With new US tariffs looming and fears of a global trade war rising, Goldman Sachs highlights a set of stocks it believes are insulated from macro-driven volatility. These companies could offer relative stability in a turbulent market.
The Market Context
Ahead of Trump’s “Liberation Day” tariff announcement, Goldman Sachs expects the S&P 500 to dip 6%over the next 3 months (~5,300) before recovering to 5,900 within 12 months—still below February's record high of 6,150.
Volatility is expected to persist as markets digest the escalating protectionist agenda and possible global retaliation.
Goldman's “Insensitive Portfolio”
Goldman Sachs identified 45 stocks with low correlation to trade war, AI disruption, and growth slowdown concerns. These companies tend to hold up better during macro-driven selloffs.
Top Mentions:
Amdocs (DOX) – Least sensitive to U.S. growth and trade risks.
Bank of New York Mellon (BK) – Financial exposure without major global supply chain risk.
S&P Global (SPGI) and Moody’s (MCO) – Credit-rating agencies with stable fee-based revenue.
Alphabet-C (GOOG) – The only “Magnificent Seven” stock on the list.
Kroger (KR), Valvoline (VVV) – Domestic-focused consumer staples and services.
Defensive Sectors in Focus
Healthcare
Boston Scientific (BSX), Medtronic (MDT), Thermo Fisher (TMO), Masimo (MASI)
Healthcare remains defensive with consistent earnings, despite political overhangs related to drug pricing and regulation.
“Healthcare stocks have a lot of defensive characteristics,” said Jim Polk (Homestead Funds).
Utilities
CenterPoint Energy (CNP) – 2.5% dividend yield.
PG&E Corp (PCG) – Recently reinstated dividend post-bankruptcy.

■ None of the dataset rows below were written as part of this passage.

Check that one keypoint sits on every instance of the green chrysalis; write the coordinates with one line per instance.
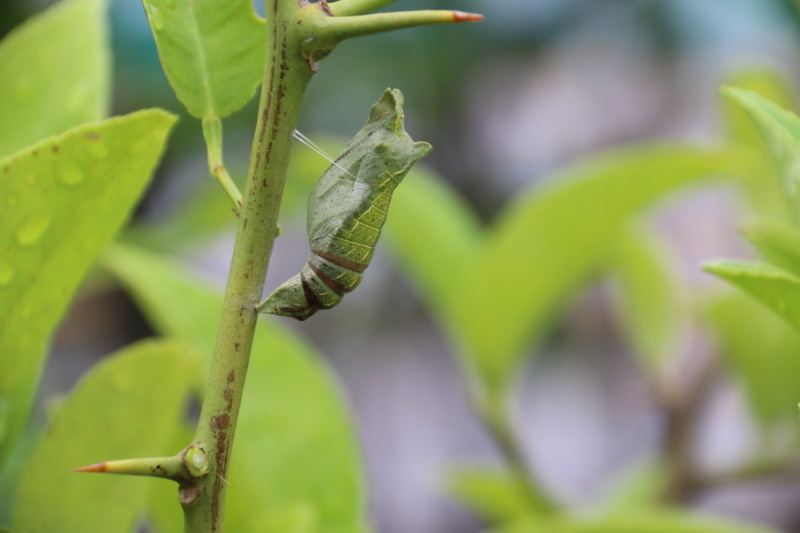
(347, 210)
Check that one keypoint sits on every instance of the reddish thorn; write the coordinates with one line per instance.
(97, 467)
(460, 16)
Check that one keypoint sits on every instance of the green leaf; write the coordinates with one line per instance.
(551, 240)
(780, 130)
(495, 495)
(648, 295)
(645, 522)
(63, 201)
(778, 243)
(762, 183)
(773, 287)
(295, 458)
(434, 234)
(212, 52)
(54, 73)
(762, 351)
(128, 406)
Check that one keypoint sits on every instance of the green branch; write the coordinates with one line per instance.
(346, 8)
(298, 33)
(285, 78)
(212, 131)
(330, 30)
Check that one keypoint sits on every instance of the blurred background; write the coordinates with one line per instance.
(538, 85)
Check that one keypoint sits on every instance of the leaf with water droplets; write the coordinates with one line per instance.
(212, 52)
(127, 406)
(54, 73)
(52, 228)
(777, 289)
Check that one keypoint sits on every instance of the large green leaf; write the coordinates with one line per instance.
(295, 461)
(778, 243)
(54, 73)
(648, 295)
(773, 287)
(212, 52)
(647, 522)
(434, 234)
(780, 130)
(762, 183)
(494, 494)
(762, 351)
(63, 200)
(550, 241)
(128, 406)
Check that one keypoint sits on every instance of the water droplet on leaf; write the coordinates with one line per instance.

Seen as safe havens for income investors during downturns, thanks to stable cash flows and lower beta.
Key Takeaways
Goldman’s Insensitive Portfolio offers a playbook for navigating market shocks tied to trade tensions and macro policy uncertainty.
Investors seeking downside protection may look toward utilities, healthcare, and non-cyclical financials.
With volatility rising, sector selection and factor exposure will be more important than index-based positioning in the near term.